Using Big Data to Understand Customer Behavior
Do you know what drives your customers' behavior? More specifically, do you understand the impact each marketing investment you make has on your customers' incremental buying behavior? Intuitively, you know this is a complex equation that depends of both the type of marketing treatment that reached the customer and how much time elapsed between the marketing treatment and buying event.
Unfortunately, until recently, you have been handicapped by a lack of tools of analyzing customer behavior. Hence, as marketers, we typically rely on simplistic methods for aligning marketing activities with sales results. Techniques that we intuitively know are wrong: crediting "last click" with most or all of the order value, evenly splitting credit amongst all marketing treatments within a timeframe, arbitrary rules (often based on the opinion of the most powerful person in the room) for allocating order credit to various marketing activities.
Enter Big Data
With the advent of big data, it is now possible to analyze all your marketing activity, every email, every web impression, every click and more, to build a holistic picture of how marketing impacts customer buying decisions. Analyzing this data will quite naturally lead you in the direction of advanced statistical techniques, perhaps exposing you to terms like "survival model" but fear not, with current technologies, this brave new world is now accessible to you without needing a PhD in statistical methods!
Tip #1: Embrace complexity… your customer isn’t a simple animal!
As leading marketers learn to "let the data do the talking", they are often surprised by the results. Intuitively, we all know that much of a customer's decision to purchase a particular product or service is beyond our control (for example, I’m going to buy flowers on Valentine’s Day regardless of who does or does not market flowers to me). This realization that marketing isn’t 100% responsible for a customer’s buying decision (or even 150% in those organizations that double-count sales as an attribution technique) can be a big scare for some marketing organizations. Naturally, a model is only as accurate as the data you give it so be as comprehensive as possible when thinking about what data to look at. This will lead to a more accurate model and a better understanding of your specific customers. Be prepared for some surprises – not everything you have been doing will look positive under this new light, but savvy marketers understand that improvement can only come if they are willing to change. Avoid defending the status quo and be prepared to look at your marketing investments in a new light.

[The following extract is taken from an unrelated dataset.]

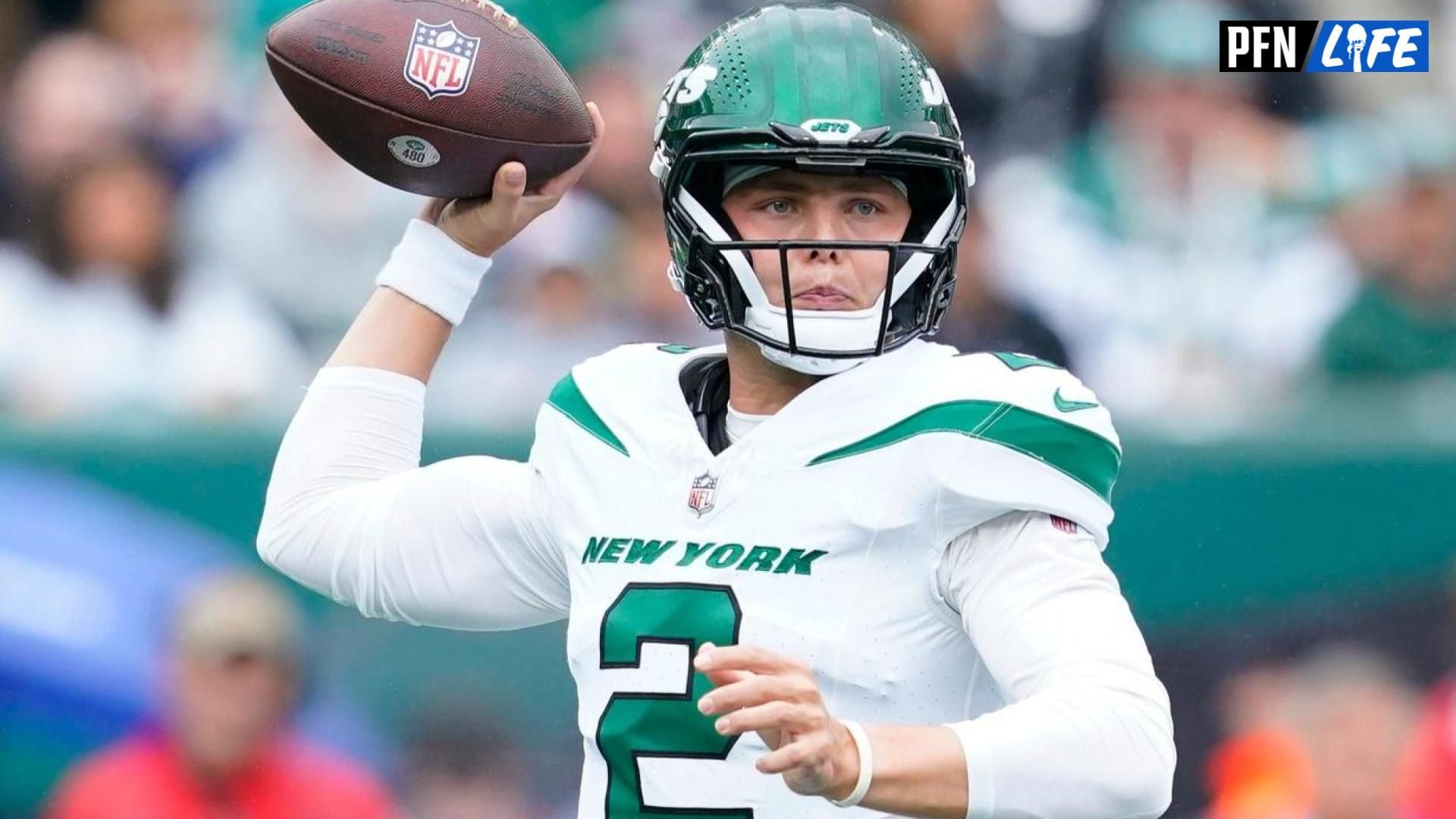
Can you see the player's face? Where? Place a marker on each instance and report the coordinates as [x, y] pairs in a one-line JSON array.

Tip #2: Trust your data and your model
Armed with a new understanding of your customer, it’s time to look for results. Remember, information can lead to insight but only action can lead to results. As marketers, we all know that results are what matters. Models that explain the past can give us the information critical to gleaning new insight about our customers. However, models that help us predict future behavior can drive breakthrough results. Leading marketers understand that trusting your data doesn’t mean betting the farm on some new fangled modeling technique. They combine the recommendation from new predictive models with classical techniques and A/B testing to accelerate the adoption of advanced attribution modeling inside their organizations.

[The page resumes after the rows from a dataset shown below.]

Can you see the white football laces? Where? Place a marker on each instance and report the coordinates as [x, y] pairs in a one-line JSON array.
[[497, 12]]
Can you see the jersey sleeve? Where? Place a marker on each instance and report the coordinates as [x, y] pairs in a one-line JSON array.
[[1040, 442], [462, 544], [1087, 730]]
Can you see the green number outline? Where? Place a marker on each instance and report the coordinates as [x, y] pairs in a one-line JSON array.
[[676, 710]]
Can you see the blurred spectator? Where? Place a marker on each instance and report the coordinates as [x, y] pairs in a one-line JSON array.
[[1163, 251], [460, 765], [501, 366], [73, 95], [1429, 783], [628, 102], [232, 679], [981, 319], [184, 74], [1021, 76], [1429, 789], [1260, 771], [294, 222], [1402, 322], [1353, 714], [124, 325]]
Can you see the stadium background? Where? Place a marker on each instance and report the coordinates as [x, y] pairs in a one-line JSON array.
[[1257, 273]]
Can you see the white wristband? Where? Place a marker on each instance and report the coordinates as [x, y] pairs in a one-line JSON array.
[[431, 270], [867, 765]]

Tip #3: Don’t settle for a rear view mirror approach to modeling customer behavior; insist on actionable information that you can put to work to drive results for your organization.

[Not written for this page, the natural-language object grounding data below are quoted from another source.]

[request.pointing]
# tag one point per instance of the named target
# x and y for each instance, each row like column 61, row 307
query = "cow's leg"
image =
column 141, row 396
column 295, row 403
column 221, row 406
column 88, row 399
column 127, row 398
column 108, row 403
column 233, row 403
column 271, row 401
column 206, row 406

Most marketers still use outdated attribution methods to divvy up orders, but don’t know how to apply their learnings going forward. The bottom line is that big data and advanced statistical techniques now offer all marketers a level of sophistication that was previously available to only the largest of organizations. With these new tools, marketers can identify the right customers to contact in the channel that each customer is most likely to respond to at the right time for the customer.